15 Filmes essenciais de Jean-Luc Godard é preciso ver

Jean-Luc Godard é uma das figuras mais conhecidas de la nouvelle vague, ou a nova onda Francesa. Cineasta, roteirista e crítico, começou como escritor para os influentes Cahiers do Cinema, como Claude Chabrol, Jacques Rivettes, Eric Rohmer e François Truffaut, que também são diretores influentes do movimento. Andre Bazin, o teórico e co-fundador da revista, também teve uma grande influência sobre o movimento, então os Cahiers equiparam Godard com todo o conhecimento teórico que ele precisava para se envolver mais no movimento.
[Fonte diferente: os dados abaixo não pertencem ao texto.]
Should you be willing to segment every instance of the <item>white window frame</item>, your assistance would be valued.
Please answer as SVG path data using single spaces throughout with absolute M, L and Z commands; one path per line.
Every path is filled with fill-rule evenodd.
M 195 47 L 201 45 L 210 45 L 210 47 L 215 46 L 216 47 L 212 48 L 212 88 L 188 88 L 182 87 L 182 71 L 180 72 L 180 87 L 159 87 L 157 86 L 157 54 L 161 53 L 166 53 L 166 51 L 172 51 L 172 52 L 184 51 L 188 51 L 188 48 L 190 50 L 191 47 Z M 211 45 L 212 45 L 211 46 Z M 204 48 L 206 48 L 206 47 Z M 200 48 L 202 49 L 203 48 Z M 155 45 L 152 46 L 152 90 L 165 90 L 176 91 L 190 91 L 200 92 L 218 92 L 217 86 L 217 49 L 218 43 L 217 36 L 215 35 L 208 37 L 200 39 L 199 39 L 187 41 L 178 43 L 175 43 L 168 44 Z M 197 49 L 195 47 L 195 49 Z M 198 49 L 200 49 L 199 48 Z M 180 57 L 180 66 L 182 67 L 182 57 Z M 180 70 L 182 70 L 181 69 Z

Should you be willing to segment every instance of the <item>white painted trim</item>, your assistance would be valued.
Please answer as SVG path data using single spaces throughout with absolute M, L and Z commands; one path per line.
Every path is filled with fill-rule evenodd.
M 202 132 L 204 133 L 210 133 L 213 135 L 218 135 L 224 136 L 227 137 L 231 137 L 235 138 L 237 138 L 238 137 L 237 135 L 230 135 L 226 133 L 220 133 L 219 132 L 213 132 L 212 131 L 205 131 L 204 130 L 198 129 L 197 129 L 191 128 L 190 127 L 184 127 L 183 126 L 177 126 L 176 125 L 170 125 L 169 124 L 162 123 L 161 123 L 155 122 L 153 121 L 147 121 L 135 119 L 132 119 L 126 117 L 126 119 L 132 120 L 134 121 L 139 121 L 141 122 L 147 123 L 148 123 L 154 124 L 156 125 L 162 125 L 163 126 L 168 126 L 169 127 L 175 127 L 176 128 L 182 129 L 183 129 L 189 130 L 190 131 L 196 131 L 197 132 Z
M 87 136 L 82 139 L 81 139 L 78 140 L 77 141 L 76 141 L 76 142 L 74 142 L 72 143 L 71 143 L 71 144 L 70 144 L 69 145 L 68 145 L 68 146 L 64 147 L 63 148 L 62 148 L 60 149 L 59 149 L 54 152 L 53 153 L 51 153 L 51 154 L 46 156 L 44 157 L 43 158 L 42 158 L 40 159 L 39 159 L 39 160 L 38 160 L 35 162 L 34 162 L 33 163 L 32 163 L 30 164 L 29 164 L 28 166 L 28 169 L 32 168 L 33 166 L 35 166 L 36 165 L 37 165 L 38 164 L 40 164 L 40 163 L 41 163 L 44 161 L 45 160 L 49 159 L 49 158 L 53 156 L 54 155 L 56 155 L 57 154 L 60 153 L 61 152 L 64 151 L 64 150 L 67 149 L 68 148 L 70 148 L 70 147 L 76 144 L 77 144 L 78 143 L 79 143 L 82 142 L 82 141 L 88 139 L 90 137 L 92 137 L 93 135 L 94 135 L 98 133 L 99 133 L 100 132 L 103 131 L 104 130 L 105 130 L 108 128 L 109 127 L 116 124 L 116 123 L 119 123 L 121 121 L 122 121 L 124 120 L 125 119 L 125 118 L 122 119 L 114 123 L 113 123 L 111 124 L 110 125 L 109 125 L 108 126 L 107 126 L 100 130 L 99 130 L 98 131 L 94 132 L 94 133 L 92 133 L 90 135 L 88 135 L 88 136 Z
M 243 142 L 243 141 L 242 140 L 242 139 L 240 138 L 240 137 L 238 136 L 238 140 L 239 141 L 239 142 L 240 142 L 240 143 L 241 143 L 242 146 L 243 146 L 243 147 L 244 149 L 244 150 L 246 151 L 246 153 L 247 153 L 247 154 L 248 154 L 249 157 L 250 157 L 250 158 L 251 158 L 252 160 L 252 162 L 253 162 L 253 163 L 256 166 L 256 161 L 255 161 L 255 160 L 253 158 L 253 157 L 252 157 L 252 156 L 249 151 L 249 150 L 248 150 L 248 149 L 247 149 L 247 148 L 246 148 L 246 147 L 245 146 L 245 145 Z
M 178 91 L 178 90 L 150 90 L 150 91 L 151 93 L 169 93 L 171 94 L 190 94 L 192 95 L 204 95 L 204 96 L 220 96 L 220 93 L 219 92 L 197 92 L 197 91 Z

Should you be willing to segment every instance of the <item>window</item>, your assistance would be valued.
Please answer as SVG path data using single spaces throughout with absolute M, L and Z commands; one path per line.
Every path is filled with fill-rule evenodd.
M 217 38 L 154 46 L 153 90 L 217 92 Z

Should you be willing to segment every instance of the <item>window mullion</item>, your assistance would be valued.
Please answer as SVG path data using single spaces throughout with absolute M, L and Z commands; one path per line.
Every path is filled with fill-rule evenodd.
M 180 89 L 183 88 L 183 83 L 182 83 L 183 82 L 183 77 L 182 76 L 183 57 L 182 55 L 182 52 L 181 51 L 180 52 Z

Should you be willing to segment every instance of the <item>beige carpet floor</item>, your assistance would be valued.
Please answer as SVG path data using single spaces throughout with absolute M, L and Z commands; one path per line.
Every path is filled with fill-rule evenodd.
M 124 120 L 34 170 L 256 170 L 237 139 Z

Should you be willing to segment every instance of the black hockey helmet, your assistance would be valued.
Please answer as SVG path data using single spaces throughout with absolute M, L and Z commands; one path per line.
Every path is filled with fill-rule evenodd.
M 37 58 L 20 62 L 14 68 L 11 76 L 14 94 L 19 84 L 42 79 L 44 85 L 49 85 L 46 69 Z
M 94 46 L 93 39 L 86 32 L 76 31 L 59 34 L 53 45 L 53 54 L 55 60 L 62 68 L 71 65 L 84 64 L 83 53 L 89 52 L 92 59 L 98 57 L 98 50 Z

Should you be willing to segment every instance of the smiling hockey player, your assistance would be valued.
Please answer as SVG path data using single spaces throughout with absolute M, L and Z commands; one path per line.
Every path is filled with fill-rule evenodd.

Como crítico, ele escreveu sobre o estilo de” tradição de qualidade ” do cinema francês, pedindo mais filmagens no local e um estilo mais experimental no filme.Sua formação como crítico influenciou seu estilo através de sua filmografia, como Jean-Luc Godard é um dos diretores que se reinventou mais vezes, experimentando com a narrativa do filme e a forma do filme, desafiando seus limites e mercadorias de seu próprio estilo.

1. Sem fôlego (1960)

Godard primeiro recurso, sem Fôlego também é seu filme mais comercial, estrelado por Jean-Paul Belmondo, que mais tarde se tornou um dos mais populares atores de francês movimento New Wave, e Jean Seberg, cujo corte de cabelo pixie se tornou icônica depois do lançamento do filme,.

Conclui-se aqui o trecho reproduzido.